Ayo Berjuang

Ayo Berjuang
Pantang Mundur

Senin, 04 November 2013

Malam Suka dan Malam Duka: Padahal Malam adalah Hal yang Sunyi

Di RS itu, diri gue termenung. Menunggu kepastian belaka. Menanti kehidupan yang lebih baik. Menanti apa sih ilmu pengetahuan yang bisa gue serap dalam lingkupan andragogis ini.

Lingkupan andragogis ini ternyata berada di rumah sakit. Rumah sakit inipun juga bukanlah tempat yang familiar buat diri gue. Kenapa bisa begini? Hati gue terus-menerus bertanya hal itu.

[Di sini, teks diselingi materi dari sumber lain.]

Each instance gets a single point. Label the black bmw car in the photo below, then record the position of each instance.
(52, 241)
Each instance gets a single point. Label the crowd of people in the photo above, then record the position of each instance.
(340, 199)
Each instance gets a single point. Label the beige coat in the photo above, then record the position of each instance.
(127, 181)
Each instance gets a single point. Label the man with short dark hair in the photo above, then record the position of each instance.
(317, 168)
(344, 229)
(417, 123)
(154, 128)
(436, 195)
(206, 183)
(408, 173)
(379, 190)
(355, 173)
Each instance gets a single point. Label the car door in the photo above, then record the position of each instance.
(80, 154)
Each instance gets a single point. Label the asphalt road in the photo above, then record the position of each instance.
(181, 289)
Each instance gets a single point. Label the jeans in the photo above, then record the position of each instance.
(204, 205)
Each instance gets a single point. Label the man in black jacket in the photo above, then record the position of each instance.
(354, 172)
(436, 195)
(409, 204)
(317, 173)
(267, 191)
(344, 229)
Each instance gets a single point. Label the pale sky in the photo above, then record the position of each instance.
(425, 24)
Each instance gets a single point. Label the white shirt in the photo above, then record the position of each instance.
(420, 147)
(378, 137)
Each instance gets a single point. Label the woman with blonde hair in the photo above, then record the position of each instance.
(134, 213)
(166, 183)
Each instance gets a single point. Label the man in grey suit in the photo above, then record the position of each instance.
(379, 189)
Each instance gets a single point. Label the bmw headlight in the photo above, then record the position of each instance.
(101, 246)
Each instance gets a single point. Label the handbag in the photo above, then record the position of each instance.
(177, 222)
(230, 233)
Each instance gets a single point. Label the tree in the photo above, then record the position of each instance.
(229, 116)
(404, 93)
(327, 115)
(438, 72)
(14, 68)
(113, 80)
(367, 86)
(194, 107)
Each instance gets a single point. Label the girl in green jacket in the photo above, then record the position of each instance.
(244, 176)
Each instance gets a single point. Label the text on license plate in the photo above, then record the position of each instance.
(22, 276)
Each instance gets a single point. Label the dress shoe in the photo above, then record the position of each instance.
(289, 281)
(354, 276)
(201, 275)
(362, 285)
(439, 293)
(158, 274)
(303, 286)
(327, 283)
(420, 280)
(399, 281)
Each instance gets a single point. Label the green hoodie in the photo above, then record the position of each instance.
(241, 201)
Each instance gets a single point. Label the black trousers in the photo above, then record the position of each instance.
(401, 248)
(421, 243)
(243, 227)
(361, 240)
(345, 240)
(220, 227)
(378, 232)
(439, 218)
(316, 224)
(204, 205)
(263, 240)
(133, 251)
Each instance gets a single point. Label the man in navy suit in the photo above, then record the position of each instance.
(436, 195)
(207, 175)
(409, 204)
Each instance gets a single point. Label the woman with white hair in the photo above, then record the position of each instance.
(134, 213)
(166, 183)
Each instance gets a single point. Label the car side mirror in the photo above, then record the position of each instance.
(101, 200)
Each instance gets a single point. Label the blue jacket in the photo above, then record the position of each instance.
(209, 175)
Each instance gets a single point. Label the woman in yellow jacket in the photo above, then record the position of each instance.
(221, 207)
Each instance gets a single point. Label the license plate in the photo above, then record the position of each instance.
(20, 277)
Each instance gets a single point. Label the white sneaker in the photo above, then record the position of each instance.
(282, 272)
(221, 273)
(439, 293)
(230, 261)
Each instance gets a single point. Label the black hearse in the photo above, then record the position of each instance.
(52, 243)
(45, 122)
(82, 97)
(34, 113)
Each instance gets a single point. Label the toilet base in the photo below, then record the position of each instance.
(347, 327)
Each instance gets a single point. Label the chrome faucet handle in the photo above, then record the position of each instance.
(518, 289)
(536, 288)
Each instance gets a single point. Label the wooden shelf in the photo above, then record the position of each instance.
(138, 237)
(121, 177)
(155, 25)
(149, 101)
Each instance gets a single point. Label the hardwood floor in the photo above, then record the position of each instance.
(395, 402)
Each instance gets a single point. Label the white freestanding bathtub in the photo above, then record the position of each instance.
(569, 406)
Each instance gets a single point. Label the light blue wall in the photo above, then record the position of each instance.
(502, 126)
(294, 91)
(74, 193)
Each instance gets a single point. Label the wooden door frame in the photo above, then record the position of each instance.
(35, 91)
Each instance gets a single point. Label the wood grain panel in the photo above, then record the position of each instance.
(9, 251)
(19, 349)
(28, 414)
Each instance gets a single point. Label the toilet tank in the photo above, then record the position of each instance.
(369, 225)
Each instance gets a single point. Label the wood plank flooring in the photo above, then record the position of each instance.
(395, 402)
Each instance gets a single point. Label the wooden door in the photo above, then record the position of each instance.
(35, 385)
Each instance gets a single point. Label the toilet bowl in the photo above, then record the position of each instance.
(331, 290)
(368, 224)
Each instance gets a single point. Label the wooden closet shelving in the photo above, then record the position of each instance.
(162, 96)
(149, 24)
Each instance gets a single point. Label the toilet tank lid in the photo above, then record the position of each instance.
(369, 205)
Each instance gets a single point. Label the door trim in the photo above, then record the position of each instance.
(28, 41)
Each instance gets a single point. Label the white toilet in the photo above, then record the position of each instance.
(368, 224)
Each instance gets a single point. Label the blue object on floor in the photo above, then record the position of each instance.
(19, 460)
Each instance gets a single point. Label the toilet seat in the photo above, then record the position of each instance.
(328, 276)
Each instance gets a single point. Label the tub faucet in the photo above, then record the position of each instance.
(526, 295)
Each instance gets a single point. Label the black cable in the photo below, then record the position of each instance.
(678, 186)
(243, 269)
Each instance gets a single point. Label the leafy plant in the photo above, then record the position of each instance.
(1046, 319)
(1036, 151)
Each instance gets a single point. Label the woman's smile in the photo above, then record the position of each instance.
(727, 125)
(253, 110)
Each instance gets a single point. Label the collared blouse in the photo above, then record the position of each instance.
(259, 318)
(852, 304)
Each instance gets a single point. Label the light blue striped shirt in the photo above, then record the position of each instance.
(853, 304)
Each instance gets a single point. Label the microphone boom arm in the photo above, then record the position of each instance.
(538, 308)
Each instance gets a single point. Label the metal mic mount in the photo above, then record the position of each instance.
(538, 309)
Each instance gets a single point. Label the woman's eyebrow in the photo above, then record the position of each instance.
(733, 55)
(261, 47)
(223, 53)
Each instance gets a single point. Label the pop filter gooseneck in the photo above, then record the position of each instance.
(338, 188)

Waktu sudah menunjukan pukul 21.13 WIB. Semua orang normal pasti sedang bersiap-siap untuk beristirahat alias tidur malam. Gue yakin, ada berbagai macam varian yang ada dalam persiapan tersebut.
Mungkin ada anak lelaki yang tidak bisa tidur karena ia menganggap bahwa waktu itu telalu kesorean. Akhirnya, orang tuanya menegur ia untuk segera tidur. "Kalau enggak, digigit nyamuk.". Katanya seperti itu.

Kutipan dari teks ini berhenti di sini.